Paul Jordan, Special Crimes Austin, received a Director's Citation for his administration of the Texas Sex Offender Registration Program since its inception in 1991. With no additional funding at his disposal, Jordan set about creating, coordinating and administering the first set of Texas laws requiring sex offenders to register with local law enforcement agencies. As of August 1997, 18,000 sex offenders had been registered in the database.
A tragic Lee County crash could have been even worse if not for the efforts of Tim Proper and Andy Hart of Giddings. Both men received Director's Awards for their quick, unselfish actions that saved the lives of two women. A traffic collision had knocked a van into a stock pond, and Proper and Hart dived repeatedly into the cold, murky water to save the victims from certain death. Five other women trapped in the submerged van died. Proper and Hart were nominated by Tr. Bruce Oppermann, HP Giddings.

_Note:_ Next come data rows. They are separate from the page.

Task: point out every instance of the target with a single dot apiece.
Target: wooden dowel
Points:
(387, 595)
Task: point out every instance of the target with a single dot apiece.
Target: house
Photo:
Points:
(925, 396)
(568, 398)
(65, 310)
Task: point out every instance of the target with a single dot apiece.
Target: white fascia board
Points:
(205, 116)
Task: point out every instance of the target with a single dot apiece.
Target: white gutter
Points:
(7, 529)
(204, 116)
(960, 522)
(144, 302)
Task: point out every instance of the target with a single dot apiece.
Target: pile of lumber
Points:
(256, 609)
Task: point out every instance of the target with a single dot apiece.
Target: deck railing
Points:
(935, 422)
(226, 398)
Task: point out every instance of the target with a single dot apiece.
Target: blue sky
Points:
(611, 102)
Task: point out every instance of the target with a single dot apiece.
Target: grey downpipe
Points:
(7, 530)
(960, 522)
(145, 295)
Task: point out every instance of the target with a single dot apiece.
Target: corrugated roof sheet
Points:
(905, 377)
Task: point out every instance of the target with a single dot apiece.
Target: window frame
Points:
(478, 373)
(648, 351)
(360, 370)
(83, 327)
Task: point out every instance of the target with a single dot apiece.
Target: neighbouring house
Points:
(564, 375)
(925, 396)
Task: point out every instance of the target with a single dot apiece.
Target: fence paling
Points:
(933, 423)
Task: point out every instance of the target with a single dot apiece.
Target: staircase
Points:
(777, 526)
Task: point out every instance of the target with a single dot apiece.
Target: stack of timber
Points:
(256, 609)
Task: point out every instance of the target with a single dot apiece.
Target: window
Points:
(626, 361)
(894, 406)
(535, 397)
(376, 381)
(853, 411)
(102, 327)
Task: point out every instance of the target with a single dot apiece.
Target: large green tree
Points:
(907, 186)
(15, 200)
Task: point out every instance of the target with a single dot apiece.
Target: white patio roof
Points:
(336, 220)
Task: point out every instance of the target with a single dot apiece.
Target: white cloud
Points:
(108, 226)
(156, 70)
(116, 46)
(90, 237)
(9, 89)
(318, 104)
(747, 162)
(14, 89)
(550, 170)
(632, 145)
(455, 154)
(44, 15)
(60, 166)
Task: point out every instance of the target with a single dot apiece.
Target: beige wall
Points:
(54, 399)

Saul G. Meza of San Antonio received a Director's Award for a valiant but unsuccessful effort to save a man from a burning vehicle. Meza, a train conductor, saw a pick-up truck crash into a railroad bridge and burst into flames in Frio County. He suffered burns to his face, hands and arms and smoke inhalation as he tried in vain to extract the victim from the burning truck. Meza had to be hospitalized overnight because of his injuries. He was nominated by Sgt. Charles Haight, HP Pearsall.
Crime Lab uses new technology to assist in solving old murder case
The testing which led to the break announced Sept. 16 in the 1984 homicide of Lauren McCarty in Austin was done by the Department of Public Safety Crime Lab, utilizing a new technique called Short Tandem Repeat (STR).
This new technique, which the DPS just began using in September, allows DNA analysts to profile samples that are minute and degraded. In the past, older biological samples were not sufficient to yield DNA profiles.
With a $780,000 federal grant and additional state funding, the DPS was able to purchase 10 genetic analyzers - machines specifically designed to handle minute and degraded biological evidence. The DPS Headquarters has three of the machines, with the others located in DPS field laboratories in Garland, Lubbock, Houston, Waco, El Paso, McAllen and Corpus Christi.
"This is the first laboratory report in a homicide case leading to an arrest since we implemented this new STR technology," said Pat Johnson, DPS Field Crime Lab Manager. "We'd like to encourage any other Texas law enforcement agencies with unsolved cases where there is older biological evidence to revisit their cases for submission or resubmission to the DPS."
The DPS has been saving biological evidence submissions from unsolved cases for years and will be testing this old evidence with the new equipment in the hope of coming up with findings that would support arrests in those cases. Cases dating back to the 1970s will be examined, Johnson said.
Officers can purchase old weapons
With the exchange of DPS-issue 9mm and .45 caliber Sig Sauer pistols for the new .357 Sig Sauer now complete, the Department has a mixture of 300 of the old weapons available for sale.
Any actively employed commissioned DPS officer interested in buying one of the pistols needs to fill out a form that will be distributed, along with more detailed information, through the major division chiefs. (For complete information on the entire process contact your supervisor.)
Properly completed forms, plus a check for the purchase price of $375 must be received by General Stores no later than October 26. The drawing will be on October 29.
Checks submitted by officers whose names are not drawn will be returned.